NA ANTENIE: Pół na pół
Studio nagrań Ogłoszenia BIP Cennik
 

R. Jankowski: Nie ma polityki proekologicznej prezydenta Poznania

Publikacja: 06.12.2019 g.10:19  Aktualizacja: 06.12.2019 g.15:47
Poznań
Robert Jankowski - koordynator Forum Klimatycznego AKO był gościem porannej rozmowy Radia Poznań "Kluczowy Temat".
Robert Jankowski ako - Wojtek Wardejn
Fot. Wojtek Wardejn

Rozmawiała z nim Krystyna Różańska-Gorgolewska. Tematem rozmowy było Forum Klimatyczne.

Krystyna Różańska-Gorgolewska: Dziś rozpoczyna się konferencja Forum Klimatyczne AKO w sali sesyjnej Urzędu Wojewódzkiego w Poznaniu, dlatego korzystając z okazji i obecności gościa w studiu, zapytam, co z naszym klimatem. Są kraje z przemysłem, które bardziej zatruwają środowiska, takie jak Polska i będą miały większe trudności z przeprowadzeniem zmian - tak powiedział Frans Timmermans. Jak się pan do tego ustosunkuje?

Robert Jankowski: Pan Frans Timmermans prawdopodobnie nie pamięta, czym był Protokół z Kioto i w jaki sposób, bardzo dobry, Polska wypełniła zobowiązania Protokołu z Kioto. Mogę powiedzieć tylko tyle, że Polska ma najlepsze wyniki i do roku 2020 powinna wykonać aż 60 procent swoich zobowiązań, jeżeli wszystkie projekty, które są już w toku, zostaną zrealizowane. Natomiast inne kraje Europy Zachodniej wykonały zaledwie po parę procent, więc kto truje, a kto nie.

Z czego wynika to czepianie się Polski?

Tu by trzeba było się cofnąć do tego, że w Europie od bardzo wielu lat istnieją pewne procesy można powiedzieć biznesowe. W Niemczech to nosi nazwę Wind Energy 2.0. i się okazało, że to zbankrutowało po prostu i teraz jest szukanie za wszelką cenę kogoś, kto zapłaci za to bankructwo.
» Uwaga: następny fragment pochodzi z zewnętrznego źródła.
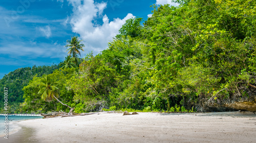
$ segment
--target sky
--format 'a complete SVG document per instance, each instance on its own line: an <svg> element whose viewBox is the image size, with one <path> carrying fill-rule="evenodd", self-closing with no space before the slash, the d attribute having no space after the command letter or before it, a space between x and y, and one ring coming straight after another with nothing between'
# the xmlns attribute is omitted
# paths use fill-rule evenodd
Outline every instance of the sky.
<svg viewBox="0 0 256 143"><path fill-rule="evenodd" d="M130 18L146 20L154 4L171 0L9 0L0 1L0 79L34 65L58 64L67 56L67 40L77 36L84 51L108 48Z"/></svg>

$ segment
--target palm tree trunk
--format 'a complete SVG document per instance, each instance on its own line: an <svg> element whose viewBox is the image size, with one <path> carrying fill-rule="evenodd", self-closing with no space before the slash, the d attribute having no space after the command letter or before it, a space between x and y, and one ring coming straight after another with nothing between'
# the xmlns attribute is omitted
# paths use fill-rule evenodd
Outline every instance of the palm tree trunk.
<svg viewBox="0 0 256 143"><path fill-rule="evenodd" d="M58 99L58 98L57 98L54 95L53 95L53 97L54 97L54 98L56 100L57 100L57 101L58 101L58 102L59 102L59 103L61 103L61 104L62 104L63 105L66 106L67 107L69 107L69 108L70 108L70 110L69 111L69 112L68 115L70 115L70 113L71 113L71 112L73 111L73 110L74 110L74 109L75 109L75 107L71 108L69 105L67 105L66 104L64 104L62 102L61 102L61 101L59 101L59 100Z"/></svg>

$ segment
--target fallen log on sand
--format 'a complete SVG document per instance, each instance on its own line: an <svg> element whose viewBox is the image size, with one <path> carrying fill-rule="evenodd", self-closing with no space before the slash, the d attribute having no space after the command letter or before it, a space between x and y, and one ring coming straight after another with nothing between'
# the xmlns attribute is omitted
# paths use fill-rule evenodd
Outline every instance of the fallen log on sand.
<svg viewBox="0 0 256 143"><path fill-rule="evenodd" d="M66 113L62 111L61 111L58 112L54 112L48 113L41 113L41 115L44 116L44 118L54 118L58 117L66 117L85 116L85 115L93 115L98 113L98 112L89 112L89 113L74 113L73 115L68 115L68 113Z"/></svg>

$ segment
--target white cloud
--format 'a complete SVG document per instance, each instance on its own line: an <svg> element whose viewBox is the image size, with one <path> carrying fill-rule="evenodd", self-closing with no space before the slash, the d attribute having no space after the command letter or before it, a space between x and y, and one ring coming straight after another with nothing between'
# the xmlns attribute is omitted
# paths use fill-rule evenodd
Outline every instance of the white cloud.
<svg viewBox="0 0 256 143"><path fill-rule="evenodd" d="M175 7L179 6L178 4L172 2L172 0L157 0L156 4L158 5L164 5L165 4L169 4Z"/></svg>
<svg viewBox="0 0 256 143"><path fill-rule="evenodd" d="M68 24L68 22L69 21L69 17L68 16L68 17L67 18L67 19L64 21L63 21L63 22L62 22L61 24L62 25L63 25L64 26L66 26L67 24Z"/></svg>
<svg viewBox="0 0 256 143"><path fill-rule="evenodd" d="M126 20L135 17L129 13L122 19L116 18L110 21L108 16L103 14L106 3L97 3L93 0L83 3L80 0L67 1L73 7L70 20L73 32L79 34L83 40L85 50L92 50L96 54L108 47L108 43L118 33ZM103 24L94 24L93 21L99 18L102 18Z"/></svg>
<svg viewBox="0 0 256 143"><path fill-rule="evenodd" d="M5 41L4 43L4 46L0 47L0 54L8 54L14 59L21 56L29 59L39 57L63 59L67 55L64 45L57 43L36 43L33 41L12 43Z"/></svg>
<svg viewBox="0 0 256 143"><path fill-rule="evenodd" d="M38 30L47 38L49 38L52 35L51 28L49 25L46 26L45 27L40 27L38 28Z"/></svg>

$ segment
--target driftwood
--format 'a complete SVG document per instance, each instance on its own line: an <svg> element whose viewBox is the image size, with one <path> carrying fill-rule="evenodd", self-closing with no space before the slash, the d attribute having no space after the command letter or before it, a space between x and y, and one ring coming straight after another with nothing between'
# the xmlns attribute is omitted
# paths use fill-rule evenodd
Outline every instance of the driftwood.
<svg viewBox="0 0 256 143"><path fill-rule="evenodd" d="M53 112L48 113L41 113L41 115L44 116L44 118L54 118L58 117L65 117L85 116L85 115L93 115L98 113L98 112L90 112L90 113L74 113L73 115L70 115L60 110L58 112Z"/></svg>
<svg viewBox="0 0 256 143"><path fill-rule="evenodd" d="M136 114L138 114L138 113L136 112L134 112L132 113L130 113L129 112L125 111L124 111L124 112L123 112L123 116L124 116L124 115L136 115Z"/></svg>

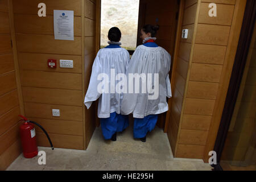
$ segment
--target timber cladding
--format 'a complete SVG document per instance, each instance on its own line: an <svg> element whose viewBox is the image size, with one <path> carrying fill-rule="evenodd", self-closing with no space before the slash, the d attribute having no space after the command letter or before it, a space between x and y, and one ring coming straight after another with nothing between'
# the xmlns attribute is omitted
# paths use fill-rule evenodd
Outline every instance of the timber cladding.
<svg viewBox="0 0 256 182"><path fill-rule="evenodd" d="M95 128L95 106L87 110L83 101L95 56L97 2L13 1L25 115L44 127L55 147L86 149ZM46 5L46 17L37 15L39 3ZM55 39L53 10L74 11L74 41ZM48 59L57 60L56 69L48 67ZM73 60L73 68L60 68L61 59ZM49 146L36 131L38 146Z"/></svg>
<svg viewBox="0 0 256 182"><path fill-rule="evenodd" d="M5 170L21 152L20 102L11 46L8 1L0 1L0 170Z"/></svg>
<svg viewBox="0 0 256 182"><path fill-rule="evenodd" d="M210 3L217 17L210 17ZM184 1L168 134L175 157L203 159L225 64L235 0ZM235 53L235 52L234 52ZM226 61L227 60L226 60Z"/></svg>

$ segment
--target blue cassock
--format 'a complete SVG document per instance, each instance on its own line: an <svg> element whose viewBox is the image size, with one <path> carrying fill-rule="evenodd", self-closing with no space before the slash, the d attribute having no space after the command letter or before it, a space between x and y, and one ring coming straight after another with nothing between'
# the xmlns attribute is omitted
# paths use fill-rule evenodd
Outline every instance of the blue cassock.
<svg viewBox="0 0 256 182"><path fill-rule="evenodd" d="M143 44L149 47L158 47L154 42L148 42ZM143 118L134 118L133 125L133 136L135 138L142 138L146 136L148 132L155 128L158 121L158 114L148 115Z"/></svg>
<svg viewBox="0 0 256 182"><path fill-rule="evenodd" d="M105 48L117 48L121 47L117 44L110 44ZM116 132L123 131L129 126L128 115L110 113L110 117L107 118L100 118L101 130L103 136L106 140L110 139Z"/></svg>

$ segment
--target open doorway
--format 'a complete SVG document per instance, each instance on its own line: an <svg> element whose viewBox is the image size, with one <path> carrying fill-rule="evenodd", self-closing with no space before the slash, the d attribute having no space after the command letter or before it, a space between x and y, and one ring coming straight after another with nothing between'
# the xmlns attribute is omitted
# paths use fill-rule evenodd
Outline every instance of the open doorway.
<svg viewBox="0 0 256 182"><path fill-rule="evenodd" d="M174 56L180 1L101 0L101 48L108 45L108 32L114 26L122 32L121 47L131 55L142 44L140 31L146 24L158 24L156 43ZM171 75L172 69L170 75ZM157 126L164 129L166 113L159 115Z"/></svg>
<svg viewBox="0 0 256 182"><path fill-rule="evenodd" d="M108 45L108 33L113 27L122 32L122 47L132 55L136 49L139 0L101 0L101 48Z"/></svg>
Pan Timmermans został - jak to się mówi - wystawiony na pierwszą linię walki i szukania tych, którzy za to zapłacą. Używa się bardzo różnych argumentów, niemerytorycznych argumentów, jak truciciel na przykład.

A podatek węglowy będzie nam groził?

To jest jeden z instrumentów, które chcą nałożyć ci ludzie, którzy, jak mówię, mieli pewne idee i te idee im zbankrutowały, chcą nałożyć podatek węglowy nie tylko na Polskę, ale też na inne kraje europejskie, nawet na kraje całego świata.

To w takim razie, czym w tej chwili najbardziej trujemy nasz klimat, nasze powietrze?

Ja powiem paradoksalnie, w tej chwili najbardziej trujemy tą ogromną ilością śmieci, która do Polski dociera z całego świata i która w sposób niekontrolowany się spala na wysypiskach. Rząd dostał takie zgłoszenie od środowisk właśnie ekologicznych i z tego, co wiem, zaczyna uszczelniać granice. Zaczyna w tej chwili robić "stop" temu procederowi, ale jak długo to potrwa, trudno powiedzieć.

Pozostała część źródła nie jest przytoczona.